I have a question concerning the recommended usage of cudnnHandle_t contexts.
- We are using a caffe implementation of convolutions that use a lot of different cudnnHandles in order to use different cuda streams . see https://github.com/BVLC/caffe/blob/master/src/caffe/layers/cudnn_conv_layer.cpp and https://github.com/BVLC/caffe/blob/master/src/caffe/layers/cudnn_conv_layer.cu
2 According to the cudnn documentation https://docs.nvidia.com/deeplearning/sdk/cudnn-api/index.html#cudnnCreate this seems ok, especially for using different cuda streams (which is the point for this caffe implementation)

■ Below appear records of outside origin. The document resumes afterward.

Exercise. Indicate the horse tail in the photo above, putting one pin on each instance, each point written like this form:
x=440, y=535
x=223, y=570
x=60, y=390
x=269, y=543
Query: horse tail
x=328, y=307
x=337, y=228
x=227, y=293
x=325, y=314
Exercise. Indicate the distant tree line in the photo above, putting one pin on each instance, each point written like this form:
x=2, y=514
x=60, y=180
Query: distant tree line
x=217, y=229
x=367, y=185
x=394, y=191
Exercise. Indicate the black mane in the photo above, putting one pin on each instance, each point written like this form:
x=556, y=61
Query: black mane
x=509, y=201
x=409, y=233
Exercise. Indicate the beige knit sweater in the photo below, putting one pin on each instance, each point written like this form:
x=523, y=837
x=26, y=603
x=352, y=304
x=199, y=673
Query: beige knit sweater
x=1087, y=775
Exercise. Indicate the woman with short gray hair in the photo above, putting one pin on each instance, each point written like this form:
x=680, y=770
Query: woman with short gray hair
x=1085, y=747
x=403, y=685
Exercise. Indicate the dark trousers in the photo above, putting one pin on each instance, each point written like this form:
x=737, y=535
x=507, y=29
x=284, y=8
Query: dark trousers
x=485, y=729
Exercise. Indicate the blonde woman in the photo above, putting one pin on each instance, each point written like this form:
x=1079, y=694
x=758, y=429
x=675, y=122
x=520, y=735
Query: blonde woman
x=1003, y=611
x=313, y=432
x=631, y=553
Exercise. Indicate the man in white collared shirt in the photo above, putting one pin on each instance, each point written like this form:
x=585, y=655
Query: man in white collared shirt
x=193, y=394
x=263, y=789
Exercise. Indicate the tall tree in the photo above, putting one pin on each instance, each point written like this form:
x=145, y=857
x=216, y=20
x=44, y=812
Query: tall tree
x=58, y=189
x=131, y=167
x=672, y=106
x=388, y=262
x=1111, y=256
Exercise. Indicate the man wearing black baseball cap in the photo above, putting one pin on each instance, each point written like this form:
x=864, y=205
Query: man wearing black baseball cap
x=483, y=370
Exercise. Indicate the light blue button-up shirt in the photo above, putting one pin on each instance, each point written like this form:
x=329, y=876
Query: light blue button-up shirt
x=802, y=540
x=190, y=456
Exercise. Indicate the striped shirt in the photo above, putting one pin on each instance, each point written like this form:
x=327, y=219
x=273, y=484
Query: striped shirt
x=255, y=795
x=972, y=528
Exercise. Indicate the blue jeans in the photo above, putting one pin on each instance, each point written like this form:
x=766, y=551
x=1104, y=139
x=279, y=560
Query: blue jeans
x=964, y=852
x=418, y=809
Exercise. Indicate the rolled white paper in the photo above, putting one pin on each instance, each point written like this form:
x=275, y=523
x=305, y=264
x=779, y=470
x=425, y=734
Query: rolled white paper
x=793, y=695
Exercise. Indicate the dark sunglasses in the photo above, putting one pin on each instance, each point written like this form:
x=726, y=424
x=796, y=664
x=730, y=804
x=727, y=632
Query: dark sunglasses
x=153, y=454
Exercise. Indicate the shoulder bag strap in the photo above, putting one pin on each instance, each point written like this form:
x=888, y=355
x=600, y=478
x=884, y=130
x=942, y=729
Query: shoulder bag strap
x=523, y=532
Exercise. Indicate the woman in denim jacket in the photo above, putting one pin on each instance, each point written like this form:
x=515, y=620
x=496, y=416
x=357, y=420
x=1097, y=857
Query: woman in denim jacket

3 when cudnn handles are destroyed, they do not make GPU memory reusable for other processes (at least on our standard ubuntu 18.04 + cuda 10.1 + cudnn 7.6.5 setup), but memory still is reusable by the same process
4 in other implementation, like in pytorch, it seem that some complicated handle pool is used in order to limit handle numbers (ie one per thread), see https://github.com/pytorch/pytorch/blob/master/aten/src/ATen/cudnn/Handle.cpp and https://github.com/pytorch/pytorch/blob/master/aten/src/ATen/cuda/detail/DeviceThreadHandles.h
So my questions are : is there something I am missing concerning some limitation on the usage of cudnnHandles? Is there a way to force full memory release that should be done in addition to cudnnDestroy()? Is the only way to limit memory consumption to use a limited number of cudnnHandles?
THank you a lot !